As dividend investors we want not only to receive a good return on our investment but also capital appreciation. The best way to do this is to target companies in a known distribution-hiking cycle. A number of companies are known to produce regular, annual, dividend increases and this year is no different. While some, like Johnson & Johnson (NYSE:JNJ) and Exxon (NYSE:XOM) carry high share prices to go along with their steadily rising payments but not all are in that class. Following are 5 dividend picks for 2017. Each has been increasing distribution payments for at least 5 years, each is expected to do so again this year, and none have a share price higher than $50.
The Weyco Group Inc (NASDAQ:WEYS) is a manufacturer and distributor of men's footwear operating in two segments; higher end dress shoes and lower end casual. The company has been increasing its dividend steadily over the past 35 years and yields a little more than 3% when trading at $27. Distributions are paid quarterly for a net payment of $.84. The company typically increases the payment in the fiscal 1st quarter or by the end of the calendar 2nd quarter. The company has recently reported a couple of quarters with weaker than expected earnings which have helped drive share prices down to a 1 year low. The stock has been steadily rising over the past 5 years, supported by improving labor markets, and is expected to continue rising along with those same labor markets into the coming years.
Tanger Factory Outlet Centers (NYSE:SKT) is a fully integrated real estate investment trust engaged in the business of buying, building and operating factory outlet stores and is the largest such company in existence. They have been increasing their dividend on an annual basis for 23 years with a yield near 4% when trading near $32. The dividend is paid quarterly for an annualized distribution of $1.30. Over the past 3 quarters the company has delivered market beating performance driven by increases in comp store sales and improvements in consumer spending. Consumer spending is improving on the back of labor markets which has seen wages grow at a rated greater than 2.5% YOY for the last 12 months. Outlook for labor is good, as is the consumer, which is good for Tanger Factory Outlets. As an added bonus this fund provides diversification into the real assets space, along with inflation protection that comes with it.

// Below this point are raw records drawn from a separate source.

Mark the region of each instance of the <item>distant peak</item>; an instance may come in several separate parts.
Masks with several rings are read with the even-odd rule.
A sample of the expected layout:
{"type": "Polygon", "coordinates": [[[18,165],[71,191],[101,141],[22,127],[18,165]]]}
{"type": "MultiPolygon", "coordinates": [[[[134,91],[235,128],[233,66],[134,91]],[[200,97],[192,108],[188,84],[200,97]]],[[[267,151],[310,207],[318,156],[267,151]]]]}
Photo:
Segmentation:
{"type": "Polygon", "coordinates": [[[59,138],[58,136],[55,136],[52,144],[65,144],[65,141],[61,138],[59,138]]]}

International Speedway Corporation (NASDAQ:ISCA) owns and operates racing facilities across North America. They produce income through ticket sales at events, concession sales, advertising space, royalties and TV rights. When it comes to the dividend this company pays $0.41 annually for a yield of 1.10% at $37 with an additional increase expected this year, the 20th consecutive. Ticket and concession sales are expected to pick up over the course of the year as labor markets and consumer spending improve.
AmeriGas Partners LP (NYSE:APU), along with their subsidiary Amerigas Propane, is the largest distributor of retail propane for residential and commercial use. The company has recently seen a downturn in share prices driven by warmer than usual winter temperatures and declining natural gas prices but is still considered a healthy dividend payer. At current prices the company is yielding roughly 8%, $3.76 annually, and has been increasing its distribution annually for the past 12 years. This fund may experience further headwinds as natural gas prices remain under pressure but those risks are mitigated by improvements in consumer spending and the onset of the summer grilling season. Also, as with Tanger Factory Outlets, Amerigas Partners LP provides exposure into real assets, diversification within the portfolio and the healthiest dividend of the lot.
Steelcase (NYSE:SCS), contrary to its name, is engaged in the business of high-performance work environments. The company's portfolio of products includes furniture systems, seating, storage and technology solutions for business. Current distribution is $0.48 annually, paid quarterly, for a yield near 3% when trading at $16. The business model says it all here, providing high-performance work environments within an economy approaching full employment. Bottom line, each month of positive job creation, rising participation and declining layoffs is another month Steelcase is making money.
Disclosure: I/we have no positions in any stocks mentioned, and no plans to initiate any positions within the next 72 hours.
I wrote this article myself, and it expresses my own opinions. I am not receiving compensation for it. I have no business relationship with any company whose stock is mentioned in this article.